Джентльмены предпочитают русалок (СИ) - Мэллори Х. П.. Страница 29

— Это отличные новости!

Так и есть, но… Нет простого ответа, особенно когда я помню, как она говорила со мной ранее — как она, по сути, обвиняла меня в том, что с ней случилось. Это несправедливо.

— Мара в порядке, — подтверждаю я, внезапно захотев найти место, где можно сесть. Я подхожу к старым деревянным ступеням, ведущим на улицу, и сажусь, оставляя место для него на ступеньке рядом со мной.

— Как она сюда попала?

Я пожимаю плечами.

— С компасом. Она подслушала, как Каллен говорил о Шелл — Харборе, нашла его на карте и, побывав в нескольких других городах, в конце концов добралась до этого.

Его брови тянутся к небу.

— Вау, это довольно впечатляюще.

И странно, потому что я никогда не думала о Маре как о той, кто способен на такой… подвиг. Я киваю.

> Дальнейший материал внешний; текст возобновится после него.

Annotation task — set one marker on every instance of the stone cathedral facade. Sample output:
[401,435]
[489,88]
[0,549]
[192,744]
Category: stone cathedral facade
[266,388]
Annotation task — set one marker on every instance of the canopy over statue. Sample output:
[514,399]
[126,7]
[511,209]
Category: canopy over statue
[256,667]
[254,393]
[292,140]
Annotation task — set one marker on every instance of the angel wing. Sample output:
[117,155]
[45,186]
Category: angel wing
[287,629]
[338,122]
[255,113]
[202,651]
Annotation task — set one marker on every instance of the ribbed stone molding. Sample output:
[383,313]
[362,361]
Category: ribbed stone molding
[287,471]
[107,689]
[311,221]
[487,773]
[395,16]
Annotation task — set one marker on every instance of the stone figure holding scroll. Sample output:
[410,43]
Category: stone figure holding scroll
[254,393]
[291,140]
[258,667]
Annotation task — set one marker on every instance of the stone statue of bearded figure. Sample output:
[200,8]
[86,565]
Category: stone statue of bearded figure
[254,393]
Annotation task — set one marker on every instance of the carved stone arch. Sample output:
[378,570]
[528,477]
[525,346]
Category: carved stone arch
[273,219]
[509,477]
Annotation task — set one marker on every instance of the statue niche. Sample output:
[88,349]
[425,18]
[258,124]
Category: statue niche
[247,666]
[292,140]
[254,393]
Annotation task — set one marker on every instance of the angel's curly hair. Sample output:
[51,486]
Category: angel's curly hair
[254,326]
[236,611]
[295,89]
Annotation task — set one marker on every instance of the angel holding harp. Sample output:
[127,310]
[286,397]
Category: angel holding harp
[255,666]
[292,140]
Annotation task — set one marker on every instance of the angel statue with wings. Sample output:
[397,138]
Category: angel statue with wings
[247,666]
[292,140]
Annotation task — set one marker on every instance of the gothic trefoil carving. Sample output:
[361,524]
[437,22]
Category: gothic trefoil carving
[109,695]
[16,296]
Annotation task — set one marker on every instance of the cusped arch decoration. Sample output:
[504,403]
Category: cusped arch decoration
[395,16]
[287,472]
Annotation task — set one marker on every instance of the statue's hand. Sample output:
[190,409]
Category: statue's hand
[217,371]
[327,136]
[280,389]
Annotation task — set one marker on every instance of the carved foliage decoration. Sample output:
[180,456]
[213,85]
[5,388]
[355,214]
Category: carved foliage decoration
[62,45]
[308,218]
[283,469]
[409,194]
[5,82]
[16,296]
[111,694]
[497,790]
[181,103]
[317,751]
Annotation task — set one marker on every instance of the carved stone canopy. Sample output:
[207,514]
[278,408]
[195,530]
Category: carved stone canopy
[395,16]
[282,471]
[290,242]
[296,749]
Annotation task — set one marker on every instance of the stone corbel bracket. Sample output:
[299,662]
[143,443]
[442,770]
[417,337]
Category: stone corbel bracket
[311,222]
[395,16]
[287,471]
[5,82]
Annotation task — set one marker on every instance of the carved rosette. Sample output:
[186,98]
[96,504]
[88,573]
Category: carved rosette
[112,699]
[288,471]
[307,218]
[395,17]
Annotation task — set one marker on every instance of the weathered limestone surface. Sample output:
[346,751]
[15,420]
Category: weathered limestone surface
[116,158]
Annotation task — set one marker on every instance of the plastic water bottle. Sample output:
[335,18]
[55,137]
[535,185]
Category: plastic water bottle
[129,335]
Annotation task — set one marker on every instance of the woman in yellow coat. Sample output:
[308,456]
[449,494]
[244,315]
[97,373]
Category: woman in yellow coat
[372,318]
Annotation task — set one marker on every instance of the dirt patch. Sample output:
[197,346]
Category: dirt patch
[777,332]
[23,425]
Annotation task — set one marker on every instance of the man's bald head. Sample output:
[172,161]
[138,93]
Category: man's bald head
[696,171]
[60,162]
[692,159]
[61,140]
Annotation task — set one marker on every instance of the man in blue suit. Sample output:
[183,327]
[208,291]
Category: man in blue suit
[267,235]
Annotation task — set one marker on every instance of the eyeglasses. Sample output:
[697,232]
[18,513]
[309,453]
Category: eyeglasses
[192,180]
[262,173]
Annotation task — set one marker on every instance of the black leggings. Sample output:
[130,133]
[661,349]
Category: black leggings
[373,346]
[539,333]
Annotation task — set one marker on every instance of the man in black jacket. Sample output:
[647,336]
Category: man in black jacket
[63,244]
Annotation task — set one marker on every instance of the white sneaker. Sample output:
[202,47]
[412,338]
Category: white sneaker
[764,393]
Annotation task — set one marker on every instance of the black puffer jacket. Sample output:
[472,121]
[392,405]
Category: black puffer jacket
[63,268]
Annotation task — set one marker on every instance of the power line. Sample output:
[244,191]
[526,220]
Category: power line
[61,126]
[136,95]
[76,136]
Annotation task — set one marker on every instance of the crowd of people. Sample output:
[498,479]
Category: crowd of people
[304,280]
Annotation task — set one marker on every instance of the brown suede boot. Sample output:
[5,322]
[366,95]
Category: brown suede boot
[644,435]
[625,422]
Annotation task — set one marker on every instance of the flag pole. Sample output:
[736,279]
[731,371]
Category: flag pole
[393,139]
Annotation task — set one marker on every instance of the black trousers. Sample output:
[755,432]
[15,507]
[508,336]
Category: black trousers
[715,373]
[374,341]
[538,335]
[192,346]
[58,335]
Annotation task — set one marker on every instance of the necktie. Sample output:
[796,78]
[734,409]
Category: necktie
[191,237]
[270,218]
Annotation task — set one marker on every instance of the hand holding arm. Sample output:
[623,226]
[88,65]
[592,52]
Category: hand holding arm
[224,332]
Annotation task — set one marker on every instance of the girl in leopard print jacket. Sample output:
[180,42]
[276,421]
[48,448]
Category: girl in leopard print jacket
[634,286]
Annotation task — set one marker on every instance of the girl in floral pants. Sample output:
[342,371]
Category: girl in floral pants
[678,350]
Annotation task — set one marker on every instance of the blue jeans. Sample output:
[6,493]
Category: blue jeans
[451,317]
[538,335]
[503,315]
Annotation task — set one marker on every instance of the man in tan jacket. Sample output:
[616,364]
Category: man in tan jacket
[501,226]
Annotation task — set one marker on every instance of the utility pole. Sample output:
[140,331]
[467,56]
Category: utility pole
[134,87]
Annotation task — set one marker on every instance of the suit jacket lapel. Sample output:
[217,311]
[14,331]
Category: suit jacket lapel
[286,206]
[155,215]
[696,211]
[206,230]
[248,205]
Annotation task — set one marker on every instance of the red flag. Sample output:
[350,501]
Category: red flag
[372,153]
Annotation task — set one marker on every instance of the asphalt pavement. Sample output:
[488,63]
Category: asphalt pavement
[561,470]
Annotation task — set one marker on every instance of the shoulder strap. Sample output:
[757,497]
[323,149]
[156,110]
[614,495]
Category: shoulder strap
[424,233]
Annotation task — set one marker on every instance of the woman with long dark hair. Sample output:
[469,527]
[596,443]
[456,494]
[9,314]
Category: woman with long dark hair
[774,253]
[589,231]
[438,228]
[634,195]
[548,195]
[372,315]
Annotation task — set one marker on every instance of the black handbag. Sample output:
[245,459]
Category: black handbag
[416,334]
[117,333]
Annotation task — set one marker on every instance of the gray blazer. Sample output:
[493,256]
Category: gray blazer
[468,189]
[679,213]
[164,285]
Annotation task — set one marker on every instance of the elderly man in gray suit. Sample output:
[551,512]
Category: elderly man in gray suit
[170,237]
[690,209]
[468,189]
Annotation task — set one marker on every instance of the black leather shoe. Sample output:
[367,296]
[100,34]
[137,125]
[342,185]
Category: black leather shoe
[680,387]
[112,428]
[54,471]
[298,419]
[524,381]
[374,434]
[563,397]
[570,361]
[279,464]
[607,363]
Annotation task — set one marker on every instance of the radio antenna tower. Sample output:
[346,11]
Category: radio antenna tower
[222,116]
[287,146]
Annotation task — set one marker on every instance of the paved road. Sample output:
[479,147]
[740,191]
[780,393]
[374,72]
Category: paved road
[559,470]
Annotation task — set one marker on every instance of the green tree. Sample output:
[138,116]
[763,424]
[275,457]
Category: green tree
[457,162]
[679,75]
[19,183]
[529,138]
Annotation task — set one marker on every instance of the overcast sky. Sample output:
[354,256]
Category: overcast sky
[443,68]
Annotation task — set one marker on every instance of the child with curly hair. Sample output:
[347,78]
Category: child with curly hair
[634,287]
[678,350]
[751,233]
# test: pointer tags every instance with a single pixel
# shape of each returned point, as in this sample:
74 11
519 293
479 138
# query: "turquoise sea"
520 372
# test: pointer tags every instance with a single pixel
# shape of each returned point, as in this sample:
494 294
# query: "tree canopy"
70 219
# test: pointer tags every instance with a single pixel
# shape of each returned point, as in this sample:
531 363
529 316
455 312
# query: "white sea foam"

Сойер на мгновение замолкает, словно что — то обдумывая. Затем он поворачивается ко мне.

— Думаешь, есть что — то большее, что она тебе не говорит?

Да, но получить информацию от Мары практически невозможно. Как говорят люди? Вырывать клещами? Звучит отвратительно, но уместно.

Опустив голову на руки, я глубоко вздыхаю и закрываю глаза.

— Сейчас столько всего происходит, что я не знаю, что и думать. Сначала Каллен вломился в мой дом, потом плакаты появились по всему городу, а теперь Мара появляется из ниоткуда? Это слишком.

Я чувствую теплую руку на своей спине; электричество, кажется, парит там, где он касается меня. Я понимаю, что он нежно обнимает меня, и позволяю ему. Его толстые, сильные руки обхватывают меня за талию и притягивают к нему.

— Мне жаль, — бормочет он мне в волосы, и, хотя это приятно, это ничего не меняет. — Я хотел бы сделать больше, чтобы помочь.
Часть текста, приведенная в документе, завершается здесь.